China's 100-year plan to replace USA revealed

Bill Gertz, China’s Secret Strategy Exposed:
China launched a secret 100-year modernization program that deceived successive U.S. administrations into unknowingly promoting Beijing’s strategy of replacing the U.S.-led world order with a Chinese communist-dominated economic and political system, according to a new book by a longtime Pentagon China specialist.

For more than four decades, Chinese leaders lulled presidents, cabinet secretaries, and other government analysts and policymakers into falsely assessing China as a benign power deserving of U.S. support, says Michael Pillsbury, the Mandarin-speaking analyst who has worked on China policy and intelligence issues for every U.S. administration since Richard Nixon.

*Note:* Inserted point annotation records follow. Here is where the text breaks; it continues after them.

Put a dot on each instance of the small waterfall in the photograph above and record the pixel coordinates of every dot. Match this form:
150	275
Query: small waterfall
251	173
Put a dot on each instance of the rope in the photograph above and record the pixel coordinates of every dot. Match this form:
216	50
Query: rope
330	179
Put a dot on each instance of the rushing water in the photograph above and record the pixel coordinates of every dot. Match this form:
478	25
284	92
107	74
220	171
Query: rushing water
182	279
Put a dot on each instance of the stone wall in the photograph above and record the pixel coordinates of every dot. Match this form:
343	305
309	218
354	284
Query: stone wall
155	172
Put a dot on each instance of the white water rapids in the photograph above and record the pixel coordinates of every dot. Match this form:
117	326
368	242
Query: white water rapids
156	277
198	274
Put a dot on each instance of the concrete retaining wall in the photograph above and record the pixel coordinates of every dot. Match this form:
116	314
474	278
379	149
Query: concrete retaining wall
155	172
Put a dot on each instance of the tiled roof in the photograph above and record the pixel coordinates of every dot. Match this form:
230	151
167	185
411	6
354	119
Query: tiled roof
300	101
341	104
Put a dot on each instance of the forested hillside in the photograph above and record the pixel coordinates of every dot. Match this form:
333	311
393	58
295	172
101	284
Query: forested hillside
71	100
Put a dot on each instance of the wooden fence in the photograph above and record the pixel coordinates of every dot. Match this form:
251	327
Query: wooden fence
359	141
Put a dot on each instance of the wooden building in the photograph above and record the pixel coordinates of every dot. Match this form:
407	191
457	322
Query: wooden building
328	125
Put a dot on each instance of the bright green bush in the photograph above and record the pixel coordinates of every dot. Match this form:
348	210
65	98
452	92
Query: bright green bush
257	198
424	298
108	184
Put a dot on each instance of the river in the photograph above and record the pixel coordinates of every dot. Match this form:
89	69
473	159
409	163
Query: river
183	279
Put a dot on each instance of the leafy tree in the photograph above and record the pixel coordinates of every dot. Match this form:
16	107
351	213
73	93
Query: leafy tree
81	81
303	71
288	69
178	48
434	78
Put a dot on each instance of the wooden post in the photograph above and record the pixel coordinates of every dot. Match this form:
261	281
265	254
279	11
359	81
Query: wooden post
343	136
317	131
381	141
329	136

The secret strategy, based on ancient Chinese statecraft, produced a large-scale transfer of cash, technology, and expertise that bolstered military and Communist Party “superhawks” in China who are now taking steps to catch up to and ultimately surpass the United States, Pillsbury concludes in a book published this week.


The Chinese strategic deception program was launched by Mao Zedong in 1955 and put forth the widespread misbelief that China is a poor, backward, inward-looking country. “And therefore the United States has to help them, and give away things to them, to make sure they stay friendly,” Pillsbury said in an interview. “This is totally wrong.”

The Chinese strategy also is aimed at gaining global economic dominance, he says, noting that China’s military buildup is but one part. The combined economic, political, and military power is seeking to produce China as a new global “hegemon” that will export its anti-democratic political system and predatory economic practices around the world.

In the interview, Pillsbury, currently director of the Hudson Institute’s Center for Chinese Strategy, said new details contained in the book were cleared for publication by the FBI, CIA, and Defense Department, including details of formerly classified presidential directives, testimony from previously unknown Chinese defectors, and alarming details of writings from powerful Chinese military and political hawks.

The book also discloses for the first time that the opening to China in 1969 and 1970, considered one of the United States’ most significant strategic gambits, was not initiated by then-President Nixon’s top national security aide Henry Kissinger. Instead, Pillsbury shows that it was Chinese generals who played the United States card against the Soviet Union, amid fears of a takeover of the country by Moscow...
File under: Chinese goods are not cheap.